< Job 1 >

1 Er was een man in het land Uz, zijn naam was Job; en dezelve man was oprecht, en vroom, en godvrezende, en wijkende van het kwaad.
There was a man in the land of Uz whose name was Job. And this man was blameless and upright, fearing God and shunning evil.
2 En hem werden zeven zonen en drie dochteren geboren.
He had seven sons and three daughters,
3 Daartoe was zijn vee zeven duizend schapen, en drie duizend kemelen, en vijfhonderd juk ossen, en vijfhonderd ezelinnen; ook was zijn dienstvolk zeer veel; zodat deze man groter was dan al die van het oosten.
and he owned 7,000 sheep, 3,000 camels, 500 yoke of oxen, 500 female donkeys, and a very large number of servants. Job was the greatest man of all the people of the East.
4 En zijn zonen gingen, en maakten maaltijden in ieders huis op zijn dag; en zij zonden henen, en nodigden hun drie zusteren, om met hen te eten en te drinken.
Job’s sons would take turns holding feasts in their homes, and they would invite their three sisters to eat and drink with them.
5 Het geschiedde dan, als de dagen der maaltijden omgegaan waren, dat Job henenzond, en hen heiligde en des morgens vroeg opstond, en brandofferen offerde naar hun aller getal; want Job zeide: Misschien hebben mijn kinderen gezondigd, en God in hun hart gezegend. Alzo deed Job al die dagen.

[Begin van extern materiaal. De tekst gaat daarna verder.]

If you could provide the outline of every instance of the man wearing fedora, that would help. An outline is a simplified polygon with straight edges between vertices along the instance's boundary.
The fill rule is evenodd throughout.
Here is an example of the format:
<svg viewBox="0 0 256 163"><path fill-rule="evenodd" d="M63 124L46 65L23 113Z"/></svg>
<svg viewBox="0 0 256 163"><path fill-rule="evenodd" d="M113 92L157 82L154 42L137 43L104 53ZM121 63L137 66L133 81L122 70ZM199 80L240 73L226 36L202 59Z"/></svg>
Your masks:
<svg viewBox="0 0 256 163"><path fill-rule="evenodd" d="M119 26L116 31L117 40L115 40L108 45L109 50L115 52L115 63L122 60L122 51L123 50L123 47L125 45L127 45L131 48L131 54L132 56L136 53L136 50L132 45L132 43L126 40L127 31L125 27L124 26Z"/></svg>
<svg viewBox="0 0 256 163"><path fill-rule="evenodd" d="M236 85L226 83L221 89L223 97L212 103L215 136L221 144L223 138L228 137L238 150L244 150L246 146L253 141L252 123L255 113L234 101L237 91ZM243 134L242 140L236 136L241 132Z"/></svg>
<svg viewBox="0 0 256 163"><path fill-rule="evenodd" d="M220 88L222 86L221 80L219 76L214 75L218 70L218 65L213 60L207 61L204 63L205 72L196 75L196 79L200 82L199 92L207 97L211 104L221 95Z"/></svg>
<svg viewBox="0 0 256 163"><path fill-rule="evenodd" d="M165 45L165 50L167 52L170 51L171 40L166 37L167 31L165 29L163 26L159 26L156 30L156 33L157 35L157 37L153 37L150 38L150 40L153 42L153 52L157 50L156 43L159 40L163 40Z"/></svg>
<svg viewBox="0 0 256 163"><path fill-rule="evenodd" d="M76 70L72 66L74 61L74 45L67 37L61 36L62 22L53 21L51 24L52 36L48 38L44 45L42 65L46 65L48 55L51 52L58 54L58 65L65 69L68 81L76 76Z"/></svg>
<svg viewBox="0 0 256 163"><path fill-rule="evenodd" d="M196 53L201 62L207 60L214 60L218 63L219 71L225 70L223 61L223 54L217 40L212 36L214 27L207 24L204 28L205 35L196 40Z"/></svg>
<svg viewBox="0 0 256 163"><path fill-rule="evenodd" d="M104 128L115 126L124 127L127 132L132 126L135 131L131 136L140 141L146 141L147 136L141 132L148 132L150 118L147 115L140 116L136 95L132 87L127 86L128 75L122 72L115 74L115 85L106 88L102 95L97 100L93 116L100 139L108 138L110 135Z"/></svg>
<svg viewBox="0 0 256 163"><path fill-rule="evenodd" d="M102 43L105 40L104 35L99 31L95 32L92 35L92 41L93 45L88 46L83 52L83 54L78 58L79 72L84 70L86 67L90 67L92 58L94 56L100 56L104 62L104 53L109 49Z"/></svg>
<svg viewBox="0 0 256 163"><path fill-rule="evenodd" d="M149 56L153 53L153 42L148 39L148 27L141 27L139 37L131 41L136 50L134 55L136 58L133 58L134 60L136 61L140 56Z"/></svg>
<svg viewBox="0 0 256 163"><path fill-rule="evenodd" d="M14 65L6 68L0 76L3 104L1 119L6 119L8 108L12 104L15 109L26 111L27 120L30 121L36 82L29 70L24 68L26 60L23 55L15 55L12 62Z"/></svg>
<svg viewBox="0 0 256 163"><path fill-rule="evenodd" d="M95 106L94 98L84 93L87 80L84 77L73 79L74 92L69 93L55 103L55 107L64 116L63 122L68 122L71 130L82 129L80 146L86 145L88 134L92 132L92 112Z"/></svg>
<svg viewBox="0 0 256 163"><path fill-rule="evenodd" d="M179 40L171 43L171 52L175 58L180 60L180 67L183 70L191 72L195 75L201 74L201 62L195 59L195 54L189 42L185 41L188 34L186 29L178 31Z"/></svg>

And when the days of feasting were over, Job would send for his children to purify them, rising early in the morning to offer burnt offerings for all of them. For Job thought, “Perhaps my children have sinned and cursed God in their hearts.” This was Job’s regular practice.
6 Er was nu een dag, als de kinderen Gods kwamen, om zich voor den HEERE te stellen, dat de satan ook in het midden van hen kwam.
One day the sons of God came to present themselves before the LORD, and Satan also came with them.
7 Toen zeide de HEERE tot den satan: Van waar komt gij? En de satan antwoordde den HEERE, en zeide: Van om te trekken op de aarde, en van die te doorwandelen.
“Where have you come from?” said the LORD to Satan. “From roaming through the earth,” he replied, “and walking back and forth in it.”
8 En de HEERE zeide tot den satan: Hebt gij ook acht geslagen op Mijn knecht Job? Want niemand is op de aarde gelijk hij, een man oprecht en vroom, godvrezende en wijkende van het kwaad.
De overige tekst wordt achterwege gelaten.